Das Flammenschwert des Maskierten verwandelte sich in eine breite Klinge zurück. Er steckte die Waffe ein und drehte sich zu Gorian um.
Dieser wollte etwas sagen, doch ein dicker Kloß verstopfte ihm die Kehle, und so war er nicht in der Lage, einen einzigen Ton hervorzubringen.
Auch der Maskierte sagte kein Wort, sondern deutete nur auf die Felsensäule. Dann durchschritt er wieder die Lücke im Flammenkreis und wiederholte seine Geste.
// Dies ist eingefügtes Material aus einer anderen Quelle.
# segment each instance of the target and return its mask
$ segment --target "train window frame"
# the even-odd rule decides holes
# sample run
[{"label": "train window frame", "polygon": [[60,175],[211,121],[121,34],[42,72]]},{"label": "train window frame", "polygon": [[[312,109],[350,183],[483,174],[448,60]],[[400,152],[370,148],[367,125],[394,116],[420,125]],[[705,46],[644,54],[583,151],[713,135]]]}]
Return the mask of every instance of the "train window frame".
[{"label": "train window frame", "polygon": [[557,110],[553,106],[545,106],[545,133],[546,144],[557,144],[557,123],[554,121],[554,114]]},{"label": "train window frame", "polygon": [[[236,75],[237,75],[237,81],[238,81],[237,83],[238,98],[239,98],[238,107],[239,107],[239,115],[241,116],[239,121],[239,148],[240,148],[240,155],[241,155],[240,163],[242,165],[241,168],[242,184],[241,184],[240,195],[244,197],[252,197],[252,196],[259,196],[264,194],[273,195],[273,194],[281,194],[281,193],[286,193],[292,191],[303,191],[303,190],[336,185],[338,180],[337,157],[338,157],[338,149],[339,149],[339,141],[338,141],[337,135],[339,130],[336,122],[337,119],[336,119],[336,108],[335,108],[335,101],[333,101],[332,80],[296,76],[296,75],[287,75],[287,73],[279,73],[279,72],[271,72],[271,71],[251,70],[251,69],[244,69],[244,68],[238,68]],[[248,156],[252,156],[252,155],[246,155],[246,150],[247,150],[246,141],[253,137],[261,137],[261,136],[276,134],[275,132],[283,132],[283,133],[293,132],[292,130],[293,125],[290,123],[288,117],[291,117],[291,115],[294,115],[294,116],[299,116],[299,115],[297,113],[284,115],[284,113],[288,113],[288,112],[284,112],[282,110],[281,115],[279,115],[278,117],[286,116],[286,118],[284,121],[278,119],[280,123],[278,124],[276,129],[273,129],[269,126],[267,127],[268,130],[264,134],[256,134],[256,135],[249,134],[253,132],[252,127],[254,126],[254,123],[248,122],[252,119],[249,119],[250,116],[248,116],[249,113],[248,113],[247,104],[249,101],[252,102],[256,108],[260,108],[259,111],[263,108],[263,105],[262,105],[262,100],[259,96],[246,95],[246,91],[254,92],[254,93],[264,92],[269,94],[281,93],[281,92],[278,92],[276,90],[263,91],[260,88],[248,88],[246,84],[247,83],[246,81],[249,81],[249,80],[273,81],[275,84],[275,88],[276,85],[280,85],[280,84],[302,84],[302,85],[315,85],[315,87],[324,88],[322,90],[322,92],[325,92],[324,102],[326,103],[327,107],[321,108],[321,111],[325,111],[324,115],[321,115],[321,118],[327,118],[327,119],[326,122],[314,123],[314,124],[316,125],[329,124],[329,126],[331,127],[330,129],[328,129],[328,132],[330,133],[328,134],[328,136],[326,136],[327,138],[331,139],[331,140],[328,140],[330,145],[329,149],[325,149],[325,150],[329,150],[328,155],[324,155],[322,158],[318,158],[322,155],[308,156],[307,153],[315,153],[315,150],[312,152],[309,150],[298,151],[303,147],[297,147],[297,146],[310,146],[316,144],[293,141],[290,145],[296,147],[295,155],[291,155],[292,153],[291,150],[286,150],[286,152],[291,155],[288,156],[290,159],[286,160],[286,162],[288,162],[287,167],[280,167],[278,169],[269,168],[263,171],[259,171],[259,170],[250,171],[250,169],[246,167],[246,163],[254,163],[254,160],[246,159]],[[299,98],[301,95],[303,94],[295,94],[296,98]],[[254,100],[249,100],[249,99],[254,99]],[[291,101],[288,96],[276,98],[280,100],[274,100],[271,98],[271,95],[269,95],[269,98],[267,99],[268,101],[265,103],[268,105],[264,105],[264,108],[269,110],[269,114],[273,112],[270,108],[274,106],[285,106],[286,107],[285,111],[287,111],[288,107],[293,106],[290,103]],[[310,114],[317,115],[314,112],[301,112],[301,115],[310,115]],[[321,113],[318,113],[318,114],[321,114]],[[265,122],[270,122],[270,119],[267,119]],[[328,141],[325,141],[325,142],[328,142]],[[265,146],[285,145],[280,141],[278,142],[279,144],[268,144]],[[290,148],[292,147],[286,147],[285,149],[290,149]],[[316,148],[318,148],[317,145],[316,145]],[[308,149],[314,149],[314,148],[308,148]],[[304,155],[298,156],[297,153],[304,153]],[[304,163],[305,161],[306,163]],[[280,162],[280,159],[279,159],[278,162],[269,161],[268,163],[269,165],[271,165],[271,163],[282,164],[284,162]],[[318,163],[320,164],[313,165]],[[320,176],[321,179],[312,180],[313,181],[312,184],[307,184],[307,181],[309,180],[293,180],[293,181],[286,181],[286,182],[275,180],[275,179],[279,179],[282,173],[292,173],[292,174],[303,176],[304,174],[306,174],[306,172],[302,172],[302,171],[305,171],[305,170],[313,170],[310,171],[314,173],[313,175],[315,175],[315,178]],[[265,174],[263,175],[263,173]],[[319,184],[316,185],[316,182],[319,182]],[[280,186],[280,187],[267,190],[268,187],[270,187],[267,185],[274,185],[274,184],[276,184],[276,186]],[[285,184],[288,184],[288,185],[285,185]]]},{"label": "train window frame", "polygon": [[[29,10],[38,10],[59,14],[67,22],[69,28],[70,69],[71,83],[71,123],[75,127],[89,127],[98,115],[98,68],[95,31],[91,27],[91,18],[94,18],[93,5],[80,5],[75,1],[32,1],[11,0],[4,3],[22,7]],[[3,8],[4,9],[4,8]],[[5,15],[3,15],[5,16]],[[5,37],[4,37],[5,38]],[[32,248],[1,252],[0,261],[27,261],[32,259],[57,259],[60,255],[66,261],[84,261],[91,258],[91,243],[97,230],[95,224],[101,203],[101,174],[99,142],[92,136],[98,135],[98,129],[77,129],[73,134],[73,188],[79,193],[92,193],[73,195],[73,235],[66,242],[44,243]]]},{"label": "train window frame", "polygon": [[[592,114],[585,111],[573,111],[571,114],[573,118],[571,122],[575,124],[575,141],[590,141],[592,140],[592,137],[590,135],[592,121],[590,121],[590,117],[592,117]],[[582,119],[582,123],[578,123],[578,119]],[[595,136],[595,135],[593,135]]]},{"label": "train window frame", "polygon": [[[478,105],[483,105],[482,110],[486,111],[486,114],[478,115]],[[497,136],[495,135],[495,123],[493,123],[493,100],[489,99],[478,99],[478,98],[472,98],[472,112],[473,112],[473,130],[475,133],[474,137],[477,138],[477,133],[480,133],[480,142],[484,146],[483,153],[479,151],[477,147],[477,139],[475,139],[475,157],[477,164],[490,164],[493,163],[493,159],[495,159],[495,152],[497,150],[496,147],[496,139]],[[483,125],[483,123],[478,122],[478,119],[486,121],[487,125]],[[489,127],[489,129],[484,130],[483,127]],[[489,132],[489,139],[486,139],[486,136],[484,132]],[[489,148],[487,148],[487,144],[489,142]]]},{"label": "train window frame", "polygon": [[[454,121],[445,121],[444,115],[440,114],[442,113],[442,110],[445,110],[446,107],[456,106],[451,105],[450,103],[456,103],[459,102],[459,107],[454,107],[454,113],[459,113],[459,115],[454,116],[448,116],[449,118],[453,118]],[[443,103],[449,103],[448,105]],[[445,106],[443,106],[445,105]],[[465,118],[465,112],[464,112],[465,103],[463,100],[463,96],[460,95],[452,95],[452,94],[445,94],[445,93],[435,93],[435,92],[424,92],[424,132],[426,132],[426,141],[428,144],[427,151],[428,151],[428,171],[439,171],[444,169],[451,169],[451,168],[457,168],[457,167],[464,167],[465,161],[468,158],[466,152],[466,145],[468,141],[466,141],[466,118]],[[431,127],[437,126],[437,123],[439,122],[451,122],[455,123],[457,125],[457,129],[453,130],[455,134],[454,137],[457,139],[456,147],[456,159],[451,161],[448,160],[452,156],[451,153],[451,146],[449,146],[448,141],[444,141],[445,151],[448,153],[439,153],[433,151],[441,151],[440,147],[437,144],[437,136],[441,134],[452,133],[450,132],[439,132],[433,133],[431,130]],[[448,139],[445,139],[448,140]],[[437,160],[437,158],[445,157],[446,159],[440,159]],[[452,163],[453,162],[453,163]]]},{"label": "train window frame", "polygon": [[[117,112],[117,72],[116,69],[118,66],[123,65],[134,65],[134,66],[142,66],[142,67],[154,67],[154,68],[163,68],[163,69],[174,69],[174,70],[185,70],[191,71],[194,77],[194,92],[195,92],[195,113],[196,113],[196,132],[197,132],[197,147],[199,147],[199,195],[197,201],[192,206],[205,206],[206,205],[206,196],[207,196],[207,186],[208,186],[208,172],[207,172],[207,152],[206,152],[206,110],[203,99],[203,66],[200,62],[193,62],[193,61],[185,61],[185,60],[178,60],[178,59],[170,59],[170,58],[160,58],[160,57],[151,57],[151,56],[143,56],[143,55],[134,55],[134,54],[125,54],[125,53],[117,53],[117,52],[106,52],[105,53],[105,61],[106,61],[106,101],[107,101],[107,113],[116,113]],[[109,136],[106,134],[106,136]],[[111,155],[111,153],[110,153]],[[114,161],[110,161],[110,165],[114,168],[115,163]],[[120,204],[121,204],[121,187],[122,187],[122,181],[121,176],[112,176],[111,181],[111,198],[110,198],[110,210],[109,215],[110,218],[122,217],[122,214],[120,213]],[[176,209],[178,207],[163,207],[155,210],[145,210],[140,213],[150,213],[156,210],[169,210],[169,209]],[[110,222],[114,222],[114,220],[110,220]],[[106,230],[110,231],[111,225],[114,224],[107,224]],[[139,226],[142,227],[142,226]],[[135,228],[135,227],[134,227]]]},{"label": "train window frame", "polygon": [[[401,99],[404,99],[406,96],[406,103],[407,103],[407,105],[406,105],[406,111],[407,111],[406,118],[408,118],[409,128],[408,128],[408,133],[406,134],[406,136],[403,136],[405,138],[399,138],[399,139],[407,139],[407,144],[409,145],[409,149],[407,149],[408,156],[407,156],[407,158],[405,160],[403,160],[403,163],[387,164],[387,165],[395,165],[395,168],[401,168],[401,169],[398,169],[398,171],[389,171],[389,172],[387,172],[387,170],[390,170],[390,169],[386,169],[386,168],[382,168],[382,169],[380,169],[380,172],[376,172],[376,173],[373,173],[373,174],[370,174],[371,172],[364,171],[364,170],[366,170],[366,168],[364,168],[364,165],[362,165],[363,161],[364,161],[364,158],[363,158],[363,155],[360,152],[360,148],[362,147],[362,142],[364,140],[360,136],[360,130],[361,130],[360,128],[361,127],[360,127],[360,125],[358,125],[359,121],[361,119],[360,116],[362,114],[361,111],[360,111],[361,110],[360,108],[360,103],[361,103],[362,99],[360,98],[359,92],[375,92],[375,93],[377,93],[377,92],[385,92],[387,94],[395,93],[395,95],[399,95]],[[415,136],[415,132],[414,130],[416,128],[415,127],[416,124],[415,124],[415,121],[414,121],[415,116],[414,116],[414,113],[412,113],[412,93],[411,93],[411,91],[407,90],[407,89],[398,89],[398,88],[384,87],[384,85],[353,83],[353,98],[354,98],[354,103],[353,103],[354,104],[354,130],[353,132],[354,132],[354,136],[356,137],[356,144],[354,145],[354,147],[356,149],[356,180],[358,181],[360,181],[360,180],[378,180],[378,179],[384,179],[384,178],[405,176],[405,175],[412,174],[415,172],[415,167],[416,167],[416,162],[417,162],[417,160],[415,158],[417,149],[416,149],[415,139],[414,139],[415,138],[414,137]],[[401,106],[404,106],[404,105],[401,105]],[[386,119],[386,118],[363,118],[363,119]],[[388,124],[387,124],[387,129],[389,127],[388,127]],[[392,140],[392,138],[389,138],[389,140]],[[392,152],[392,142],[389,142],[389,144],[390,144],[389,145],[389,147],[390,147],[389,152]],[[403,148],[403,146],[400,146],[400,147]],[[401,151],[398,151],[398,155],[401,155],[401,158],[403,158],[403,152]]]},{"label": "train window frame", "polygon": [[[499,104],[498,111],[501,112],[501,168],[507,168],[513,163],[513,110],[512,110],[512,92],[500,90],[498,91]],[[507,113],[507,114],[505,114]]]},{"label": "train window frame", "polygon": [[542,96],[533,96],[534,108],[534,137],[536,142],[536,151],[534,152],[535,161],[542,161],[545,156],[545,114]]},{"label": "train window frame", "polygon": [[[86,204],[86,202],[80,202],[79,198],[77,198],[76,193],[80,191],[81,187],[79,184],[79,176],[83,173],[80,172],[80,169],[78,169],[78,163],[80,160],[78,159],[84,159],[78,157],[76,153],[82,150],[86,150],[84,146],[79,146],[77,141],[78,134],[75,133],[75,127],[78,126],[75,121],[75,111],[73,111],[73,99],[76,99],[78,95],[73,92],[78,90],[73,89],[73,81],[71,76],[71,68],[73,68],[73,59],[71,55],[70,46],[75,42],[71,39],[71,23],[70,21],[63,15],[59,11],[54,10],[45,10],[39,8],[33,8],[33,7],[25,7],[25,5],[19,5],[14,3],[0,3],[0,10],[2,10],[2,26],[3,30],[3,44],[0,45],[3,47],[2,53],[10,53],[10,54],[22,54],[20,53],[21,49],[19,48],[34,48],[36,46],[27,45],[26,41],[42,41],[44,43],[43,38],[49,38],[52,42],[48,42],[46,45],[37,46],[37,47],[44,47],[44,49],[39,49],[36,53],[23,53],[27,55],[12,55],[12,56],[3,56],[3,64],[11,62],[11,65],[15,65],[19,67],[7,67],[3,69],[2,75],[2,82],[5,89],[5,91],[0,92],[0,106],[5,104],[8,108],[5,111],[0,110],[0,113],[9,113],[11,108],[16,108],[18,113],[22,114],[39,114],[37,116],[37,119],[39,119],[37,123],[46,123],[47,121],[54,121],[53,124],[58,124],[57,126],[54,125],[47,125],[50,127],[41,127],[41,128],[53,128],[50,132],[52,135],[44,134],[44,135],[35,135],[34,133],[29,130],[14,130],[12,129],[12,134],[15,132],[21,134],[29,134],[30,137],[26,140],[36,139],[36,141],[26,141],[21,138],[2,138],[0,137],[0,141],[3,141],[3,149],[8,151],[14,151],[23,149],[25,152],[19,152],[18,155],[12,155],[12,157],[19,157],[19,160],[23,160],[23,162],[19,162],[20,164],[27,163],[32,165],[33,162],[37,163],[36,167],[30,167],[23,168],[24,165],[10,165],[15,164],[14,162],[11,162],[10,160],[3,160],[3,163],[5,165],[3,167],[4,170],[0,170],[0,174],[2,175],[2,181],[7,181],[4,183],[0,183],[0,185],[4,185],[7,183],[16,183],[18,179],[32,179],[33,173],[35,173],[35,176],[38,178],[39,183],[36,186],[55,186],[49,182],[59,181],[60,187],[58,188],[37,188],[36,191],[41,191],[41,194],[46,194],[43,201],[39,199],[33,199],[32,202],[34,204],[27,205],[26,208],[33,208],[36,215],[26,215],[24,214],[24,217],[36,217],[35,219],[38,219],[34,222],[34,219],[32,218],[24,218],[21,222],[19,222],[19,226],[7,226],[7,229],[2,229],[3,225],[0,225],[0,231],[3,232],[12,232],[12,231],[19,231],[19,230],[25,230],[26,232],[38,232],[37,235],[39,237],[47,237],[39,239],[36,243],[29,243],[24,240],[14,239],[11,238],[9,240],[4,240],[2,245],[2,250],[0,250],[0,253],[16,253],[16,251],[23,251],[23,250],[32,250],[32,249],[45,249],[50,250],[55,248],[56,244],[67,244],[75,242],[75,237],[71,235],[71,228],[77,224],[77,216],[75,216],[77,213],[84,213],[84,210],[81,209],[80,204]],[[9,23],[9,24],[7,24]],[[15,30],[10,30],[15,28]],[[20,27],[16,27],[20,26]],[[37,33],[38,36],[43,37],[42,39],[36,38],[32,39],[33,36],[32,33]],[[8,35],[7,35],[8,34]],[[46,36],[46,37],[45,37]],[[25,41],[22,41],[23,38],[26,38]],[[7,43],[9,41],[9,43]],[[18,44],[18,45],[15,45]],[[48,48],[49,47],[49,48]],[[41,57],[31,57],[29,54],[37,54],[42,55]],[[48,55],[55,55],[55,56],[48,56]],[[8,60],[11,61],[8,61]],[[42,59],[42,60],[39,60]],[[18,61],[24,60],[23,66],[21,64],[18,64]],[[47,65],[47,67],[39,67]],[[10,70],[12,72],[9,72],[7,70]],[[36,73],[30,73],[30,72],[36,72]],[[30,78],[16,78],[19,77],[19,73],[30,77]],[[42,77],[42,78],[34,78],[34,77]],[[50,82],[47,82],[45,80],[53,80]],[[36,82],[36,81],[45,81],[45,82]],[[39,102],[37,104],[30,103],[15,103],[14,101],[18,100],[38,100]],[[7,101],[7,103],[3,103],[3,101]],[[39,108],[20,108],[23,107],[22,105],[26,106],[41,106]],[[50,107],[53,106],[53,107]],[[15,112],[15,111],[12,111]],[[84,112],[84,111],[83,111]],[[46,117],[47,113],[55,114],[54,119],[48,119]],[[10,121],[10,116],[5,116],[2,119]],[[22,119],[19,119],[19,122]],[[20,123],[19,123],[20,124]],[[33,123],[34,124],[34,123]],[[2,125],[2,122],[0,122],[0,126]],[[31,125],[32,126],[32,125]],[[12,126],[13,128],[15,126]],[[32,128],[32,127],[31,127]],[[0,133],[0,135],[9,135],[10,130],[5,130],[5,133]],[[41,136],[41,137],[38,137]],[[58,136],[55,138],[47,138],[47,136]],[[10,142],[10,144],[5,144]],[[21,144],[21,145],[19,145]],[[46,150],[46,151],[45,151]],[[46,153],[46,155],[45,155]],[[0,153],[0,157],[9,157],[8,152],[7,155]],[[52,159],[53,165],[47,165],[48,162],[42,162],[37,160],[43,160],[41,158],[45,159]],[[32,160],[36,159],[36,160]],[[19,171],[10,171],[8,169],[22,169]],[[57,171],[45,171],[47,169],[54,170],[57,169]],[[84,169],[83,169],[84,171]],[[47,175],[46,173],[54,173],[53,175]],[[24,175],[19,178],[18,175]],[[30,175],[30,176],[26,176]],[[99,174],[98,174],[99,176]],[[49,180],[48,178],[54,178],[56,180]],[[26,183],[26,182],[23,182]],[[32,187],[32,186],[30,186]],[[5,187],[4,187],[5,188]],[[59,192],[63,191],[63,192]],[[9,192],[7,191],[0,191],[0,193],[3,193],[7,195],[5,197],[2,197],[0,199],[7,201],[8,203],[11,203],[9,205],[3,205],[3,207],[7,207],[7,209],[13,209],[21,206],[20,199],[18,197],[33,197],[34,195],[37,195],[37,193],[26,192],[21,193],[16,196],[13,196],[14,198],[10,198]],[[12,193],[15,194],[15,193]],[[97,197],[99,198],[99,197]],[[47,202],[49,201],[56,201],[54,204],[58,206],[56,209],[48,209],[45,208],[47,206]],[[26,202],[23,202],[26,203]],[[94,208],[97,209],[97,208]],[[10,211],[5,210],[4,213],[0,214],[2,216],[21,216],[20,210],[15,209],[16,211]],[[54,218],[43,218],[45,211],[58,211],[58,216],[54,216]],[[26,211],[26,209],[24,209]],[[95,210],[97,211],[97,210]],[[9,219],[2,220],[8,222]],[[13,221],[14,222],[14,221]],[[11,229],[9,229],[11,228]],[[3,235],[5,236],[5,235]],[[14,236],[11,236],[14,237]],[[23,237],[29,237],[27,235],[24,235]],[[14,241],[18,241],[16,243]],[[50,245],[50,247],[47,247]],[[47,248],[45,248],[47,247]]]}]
Offenbar sollte Gorian ihm folgen, wohin auch immer.
Seine Beine waren schwer, so als wären sie mit Blei gefüllt. Er steckte Sternenklinge zurück in die Rückenscheide und wandte den Blick zum Horizont, von wo sich der Eispanzer immer näher heranschob.
Heute Abend, dachte er. Heute Abend würden die Horden Morygors Felsenburg erreichen, und wenn das Eis selbst die Felsensäule nicht niederriss, würden es die Leviathane tun.
Er folgte dem Maskierten, und nachdem er die Lücke im Flammenkreis durchschritten hatte, schloss sie sich wieder. Der Maskierte stand vor dem Felsen und schien auf Gorian zu warten.
Gorian zögerte. »Und wie geht es jetzt weiter? Du scheinst ja durch Gestein gehen zu können, aber ich wüsste nicht, dass dies je einem Angehörigen des Ordens möglich gewesen wäre.«
Der Maskierte bedeutete Gorian näher zu kommen und ergriff dessen Hand. Ein Blitz zuckte aus der des Maskierten und tauchte Gorian in eine Aura aus golden schimmerndem Licht.
Noch ehe Gorian sich versah, zog ihn der Maskierte einfach in den Felsen hinein, ohne dass das massive Gestein irgendeinen Widerstand bot.